The 2014 outbreak of Ebola virus in West Africa has the world on high alert. Currently deemed an international public health emergency by the World Health Organization (WHO), the virus has racked up more than 1,060 deaths and sickened 1,975 – making it the deadliest Ebola outbreak ever.
Here are 10 interesting facts you might not know about the virus and the current outbreak:
1. Ebola virus disease (EVD), identified in 1976, takes its name from one of the first villages to experience an outbreak—Yambuku, Democratic Republic of Congo, which is located near the Ebola River.
2. Ebola is spread initially from animals (most likely fruit bats), and then through human-to-human transmission– typically from blood, secretions, organs or other bodily fluids.
3. The current Ebola outbreak – which originated in Guinea and spread to Sierra Leone, Liberia and Nigeria – is difficult to contain because the disease is crossing national borders, and is spreading in more urban areas.
4. In 1989, Ebola-Reston, a non-lethal strain, broke out in the United States. The country’s introduction to the virus went relatively unknown until almost six years later, with the 1995 release of The Hot Zone.
5. Dr. Kent Brantly, a physician who contracted Ebola while treating sick patients in Africa’s current outbreak, was the first-ever Ebola patient to be brought into the United States from Africa for treatment. He was followed shortly after by a second patient, Nancy Writebol.

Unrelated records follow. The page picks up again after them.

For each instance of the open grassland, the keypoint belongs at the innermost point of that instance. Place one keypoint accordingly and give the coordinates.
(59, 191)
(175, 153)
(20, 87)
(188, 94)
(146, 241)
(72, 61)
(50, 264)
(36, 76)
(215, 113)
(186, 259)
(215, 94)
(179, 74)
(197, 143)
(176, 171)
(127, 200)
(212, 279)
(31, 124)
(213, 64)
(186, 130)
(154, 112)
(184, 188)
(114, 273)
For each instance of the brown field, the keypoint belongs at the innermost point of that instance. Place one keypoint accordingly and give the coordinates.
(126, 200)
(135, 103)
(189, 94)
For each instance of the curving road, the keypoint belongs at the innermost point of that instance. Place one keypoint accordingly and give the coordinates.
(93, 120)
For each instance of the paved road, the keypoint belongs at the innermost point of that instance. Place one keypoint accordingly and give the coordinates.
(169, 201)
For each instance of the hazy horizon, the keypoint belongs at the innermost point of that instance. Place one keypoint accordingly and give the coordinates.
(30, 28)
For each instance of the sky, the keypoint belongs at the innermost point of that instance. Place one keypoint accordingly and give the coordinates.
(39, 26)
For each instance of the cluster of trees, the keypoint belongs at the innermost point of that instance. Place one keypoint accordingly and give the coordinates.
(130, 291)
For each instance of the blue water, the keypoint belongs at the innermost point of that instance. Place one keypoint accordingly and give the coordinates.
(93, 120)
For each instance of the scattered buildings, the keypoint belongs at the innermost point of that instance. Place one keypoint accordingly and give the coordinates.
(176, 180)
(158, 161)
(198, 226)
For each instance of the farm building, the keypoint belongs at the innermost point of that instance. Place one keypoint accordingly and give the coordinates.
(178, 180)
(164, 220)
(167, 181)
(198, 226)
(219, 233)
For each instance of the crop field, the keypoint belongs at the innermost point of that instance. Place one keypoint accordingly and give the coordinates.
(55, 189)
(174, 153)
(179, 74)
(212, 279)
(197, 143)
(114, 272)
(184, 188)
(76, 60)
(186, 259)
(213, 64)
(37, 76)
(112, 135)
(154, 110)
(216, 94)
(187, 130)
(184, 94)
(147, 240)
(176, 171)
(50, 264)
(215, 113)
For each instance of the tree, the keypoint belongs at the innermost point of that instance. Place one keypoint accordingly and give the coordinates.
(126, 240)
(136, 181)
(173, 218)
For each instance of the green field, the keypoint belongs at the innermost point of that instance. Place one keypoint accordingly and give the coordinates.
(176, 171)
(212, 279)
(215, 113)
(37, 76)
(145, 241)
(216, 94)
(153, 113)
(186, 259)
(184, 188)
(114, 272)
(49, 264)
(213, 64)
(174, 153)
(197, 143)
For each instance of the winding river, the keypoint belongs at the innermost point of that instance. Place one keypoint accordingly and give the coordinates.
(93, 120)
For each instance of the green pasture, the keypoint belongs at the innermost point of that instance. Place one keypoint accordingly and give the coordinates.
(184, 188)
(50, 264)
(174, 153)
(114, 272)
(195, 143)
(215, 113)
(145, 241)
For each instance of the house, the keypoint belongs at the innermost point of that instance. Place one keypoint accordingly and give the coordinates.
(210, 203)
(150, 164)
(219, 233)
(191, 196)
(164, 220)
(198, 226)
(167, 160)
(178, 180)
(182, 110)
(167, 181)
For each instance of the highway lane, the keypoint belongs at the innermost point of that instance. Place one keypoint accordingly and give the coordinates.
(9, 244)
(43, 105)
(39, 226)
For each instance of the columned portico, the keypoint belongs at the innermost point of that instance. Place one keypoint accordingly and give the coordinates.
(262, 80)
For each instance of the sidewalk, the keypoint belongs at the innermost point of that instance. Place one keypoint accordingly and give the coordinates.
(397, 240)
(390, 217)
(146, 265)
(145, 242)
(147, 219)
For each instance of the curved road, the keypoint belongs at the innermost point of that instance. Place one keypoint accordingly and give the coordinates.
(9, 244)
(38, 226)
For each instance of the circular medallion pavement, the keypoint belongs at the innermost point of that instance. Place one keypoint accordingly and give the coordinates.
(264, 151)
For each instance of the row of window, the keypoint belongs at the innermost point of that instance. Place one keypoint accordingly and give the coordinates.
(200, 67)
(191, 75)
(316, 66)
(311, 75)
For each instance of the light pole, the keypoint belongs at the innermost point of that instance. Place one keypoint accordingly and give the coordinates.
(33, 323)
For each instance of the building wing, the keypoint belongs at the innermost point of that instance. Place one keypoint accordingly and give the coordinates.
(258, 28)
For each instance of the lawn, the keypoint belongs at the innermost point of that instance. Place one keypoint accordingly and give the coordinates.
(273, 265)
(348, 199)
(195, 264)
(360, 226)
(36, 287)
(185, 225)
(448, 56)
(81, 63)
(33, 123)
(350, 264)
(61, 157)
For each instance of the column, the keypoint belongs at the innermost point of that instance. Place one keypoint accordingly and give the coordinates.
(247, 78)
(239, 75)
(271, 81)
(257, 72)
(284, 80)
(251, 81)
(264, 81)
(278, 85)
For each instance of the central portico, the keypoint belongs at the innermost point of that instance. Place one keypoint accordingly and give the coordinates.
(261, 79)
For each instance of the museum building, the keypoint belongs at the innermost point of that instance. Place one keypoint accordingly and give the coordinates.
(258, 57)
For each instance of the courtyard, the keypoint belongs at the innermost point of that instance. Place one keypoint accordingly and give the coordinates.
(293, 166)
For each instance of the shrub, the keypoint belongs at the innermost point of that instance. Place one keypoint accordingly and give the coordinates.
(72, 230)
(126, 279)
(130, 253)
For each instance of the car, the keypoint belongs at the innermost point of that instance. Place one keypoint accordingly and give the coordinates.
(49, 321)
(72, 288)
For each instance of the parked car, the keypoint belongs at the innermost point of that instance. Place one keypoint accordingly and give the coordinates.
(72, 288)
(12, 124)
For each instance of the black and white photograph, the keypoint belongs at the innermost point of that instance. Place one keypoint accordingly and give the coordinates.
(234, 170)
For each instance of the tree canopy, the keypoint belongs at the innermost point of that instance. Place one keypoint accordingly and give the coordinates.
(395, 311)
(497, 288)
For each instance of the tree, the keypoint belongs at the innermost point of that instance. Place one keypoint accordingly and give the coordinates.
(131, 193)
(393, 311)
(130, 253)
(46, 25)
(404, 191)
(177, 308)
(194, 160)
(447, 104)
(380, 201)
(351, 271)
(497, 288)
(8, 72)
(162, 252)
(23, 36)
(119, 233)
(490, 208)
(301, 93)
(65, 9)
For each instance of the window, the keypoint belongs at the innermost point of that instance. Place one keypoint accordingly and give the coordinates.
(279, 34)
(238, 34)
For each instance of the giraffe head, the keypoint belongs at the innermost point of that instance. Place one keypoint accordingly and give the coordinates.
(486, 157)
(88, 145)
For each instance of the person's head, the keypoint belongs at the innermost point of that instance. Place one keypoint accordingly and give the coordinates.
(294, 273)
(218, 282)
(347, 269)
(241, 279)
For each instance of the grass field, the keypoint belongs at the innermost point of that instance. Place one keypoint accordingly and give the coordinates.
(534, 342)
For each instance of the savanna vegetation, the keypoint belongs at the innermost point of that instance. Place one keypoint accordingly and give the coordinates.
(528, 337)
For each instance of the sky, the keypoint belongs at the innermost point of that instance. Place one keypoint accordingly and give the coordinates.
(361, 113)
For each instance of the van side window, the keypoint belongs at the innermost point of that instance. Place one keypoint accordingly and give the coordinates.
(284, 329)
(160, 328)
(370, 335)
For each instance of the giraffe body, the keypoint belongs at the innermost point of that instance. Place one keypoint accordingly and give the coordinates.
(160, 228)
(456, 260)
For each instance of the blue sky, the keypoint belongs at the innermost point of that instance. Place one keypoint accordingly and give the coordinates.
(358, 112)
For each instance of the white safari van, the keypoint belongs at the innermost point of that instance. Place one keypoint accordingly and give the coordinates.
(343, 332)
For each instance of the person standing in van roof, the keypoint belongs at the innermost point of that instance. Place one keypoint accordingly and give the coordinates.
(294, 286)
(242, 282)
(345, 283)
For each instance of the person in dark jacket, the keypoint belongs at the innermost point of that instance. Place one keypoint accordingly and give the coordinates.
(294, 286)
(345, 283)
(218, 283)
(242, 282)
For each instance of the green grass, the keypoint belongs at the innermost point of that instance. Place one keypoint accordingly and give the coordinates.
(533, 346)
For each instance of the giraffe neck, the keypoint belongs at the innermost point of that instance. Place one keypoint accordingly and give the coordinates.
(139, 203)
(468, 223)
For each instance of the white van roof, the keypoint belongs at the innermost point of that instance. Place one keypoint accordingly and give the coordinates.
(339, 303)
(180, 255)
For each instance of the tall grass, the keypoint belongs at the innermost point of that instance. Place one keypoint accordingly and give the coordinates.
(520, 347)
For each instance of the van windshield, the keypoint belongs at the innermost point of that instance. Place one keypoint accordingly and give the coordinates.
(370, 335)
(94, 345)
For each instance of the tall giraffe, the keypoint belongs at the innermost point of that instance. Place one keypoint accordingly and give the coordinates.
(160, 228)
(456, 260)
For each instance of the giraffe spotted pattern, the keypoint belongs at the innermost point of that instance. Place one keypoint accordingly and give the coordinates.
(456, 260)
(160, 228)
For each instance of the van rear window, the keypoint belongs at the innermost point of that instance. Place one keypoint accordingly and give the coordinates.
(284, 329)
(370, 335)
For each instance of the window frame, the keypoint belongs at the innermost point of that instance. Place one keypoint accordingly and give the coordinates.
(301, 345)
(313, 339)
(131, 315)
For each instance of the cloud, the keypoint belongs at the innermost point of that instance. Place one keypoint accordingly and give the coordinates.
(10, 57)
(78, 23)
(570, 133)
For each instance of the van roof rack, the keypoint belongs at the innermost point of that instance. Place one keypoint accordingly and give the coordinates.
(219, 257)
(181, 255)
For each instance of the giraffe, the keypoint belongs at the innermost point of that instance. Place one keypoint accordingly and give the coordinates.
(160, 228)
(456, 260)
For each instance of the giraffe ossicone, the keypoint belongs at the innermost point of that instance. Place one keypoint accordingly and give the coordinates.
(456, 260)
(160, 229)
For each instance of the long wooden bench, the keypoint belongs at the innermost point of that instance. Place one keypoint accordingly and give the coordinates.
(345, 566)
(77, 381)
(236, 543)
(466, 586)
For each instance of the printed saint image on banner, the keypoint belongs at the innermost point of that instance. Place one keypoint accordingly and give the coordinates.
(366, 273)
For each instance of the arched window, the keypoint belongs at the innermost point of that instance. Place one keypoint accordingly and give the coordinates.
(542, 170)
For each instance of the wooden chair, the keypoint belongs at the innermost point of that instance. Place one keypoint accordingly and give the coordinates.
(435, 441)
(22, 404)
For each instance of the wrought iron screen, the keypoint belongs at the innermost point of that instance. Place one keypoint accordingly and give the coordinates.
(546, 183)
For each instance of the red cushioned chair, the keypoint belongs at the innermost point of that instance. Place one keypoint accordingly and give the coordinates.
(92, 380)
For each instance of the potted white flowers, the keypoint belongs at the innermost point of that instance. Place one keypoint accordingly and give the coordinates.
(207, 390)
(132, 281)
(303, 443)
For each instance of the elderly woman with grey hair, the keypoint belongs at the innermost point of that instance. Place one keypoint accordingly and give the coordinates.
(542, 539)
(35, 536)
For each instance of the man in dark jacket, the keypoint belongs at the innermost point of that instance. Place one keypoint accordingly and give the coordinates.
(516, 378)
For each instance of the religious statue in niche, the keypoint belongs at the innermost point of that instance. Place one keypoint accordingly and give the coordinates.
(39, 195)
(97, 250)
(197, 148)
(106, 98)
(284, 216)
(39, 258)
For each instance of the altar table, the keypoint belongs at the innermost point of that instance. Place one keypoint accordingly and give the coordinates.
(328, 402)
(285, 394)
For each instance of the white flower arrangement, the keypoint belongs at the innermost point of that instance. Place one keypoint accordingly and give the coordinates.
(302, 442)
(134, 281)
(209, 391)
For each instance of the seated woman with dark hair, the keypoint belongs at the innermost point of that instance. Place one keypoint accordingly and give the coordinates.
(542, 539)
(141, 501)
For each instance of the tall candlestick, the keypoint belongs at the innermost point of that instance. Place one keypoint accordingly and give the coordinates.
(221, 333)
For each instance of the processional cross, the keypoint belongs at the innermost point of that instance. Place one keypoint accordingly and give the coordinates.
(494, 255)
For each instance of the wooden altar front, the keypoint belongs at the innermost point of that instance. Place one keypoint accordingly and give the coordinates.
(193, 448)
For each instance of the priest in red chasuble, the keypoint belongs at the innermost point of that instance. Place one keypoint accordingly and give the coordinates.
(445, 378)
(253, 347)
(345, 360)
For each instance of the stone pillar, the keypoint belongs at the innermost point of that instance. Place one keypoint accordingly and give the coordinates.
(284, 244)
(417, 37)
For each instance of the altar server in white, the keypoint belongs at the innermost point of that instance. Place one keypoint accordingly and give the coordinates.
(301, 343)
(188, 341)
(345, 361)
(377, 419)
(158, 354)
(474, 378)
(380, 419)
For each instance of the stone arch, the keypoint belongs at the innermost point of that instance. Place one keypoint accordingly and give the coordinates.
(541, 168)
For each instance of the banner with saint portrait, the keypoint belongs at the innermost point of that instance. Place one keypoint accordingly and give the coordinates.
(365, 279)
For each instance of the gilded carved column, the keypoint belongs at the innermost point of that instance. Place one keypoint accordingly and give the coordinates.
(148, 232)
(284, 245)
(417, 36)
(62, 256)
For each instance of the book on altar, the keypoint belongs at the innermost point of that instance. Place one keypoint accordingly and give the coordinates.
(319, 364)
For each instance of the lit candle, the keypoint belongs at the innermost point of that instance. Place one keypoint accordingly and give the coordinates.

6. Brantly and Writebol were transported from Africa to Atlanta’s Emory University Hospital, which is considered to be one of the safest places in the world to treat someone with Ebola.7. There is no licensed vaccine or specific treatment for Ebola. In the current outbreak, Brantly, Writebol and Spanish missionary Miguel Parajes were given the experimental treatment ZMapp, which has never been tested in humans. While the Spanish missionary succumbed to the virus, Brantly and Writebol are reportedly improving.
8. ZMapp is a cocktail of specially engineered antibodies designed to target and inactivate the Ebola virus. The antibodies are produced in specially modified tobacco plants. The plants are harvested, ground up into a green liquid, purified and turned into tiny doses of the drug.9. The last known doses of ZMapp arrived in Liberia on Aug. 13. Liberian officials say they will give the treatment to three people with Ebola, probably to individuals who are younger, newly infected and more likely to respond to treatment.
10. Ebola is manageable – so most Americans need not worry about contracting the virus. Officials are confident that a large Ebola outbreak will not happen in the United States because developed countries have advanced prevention methods.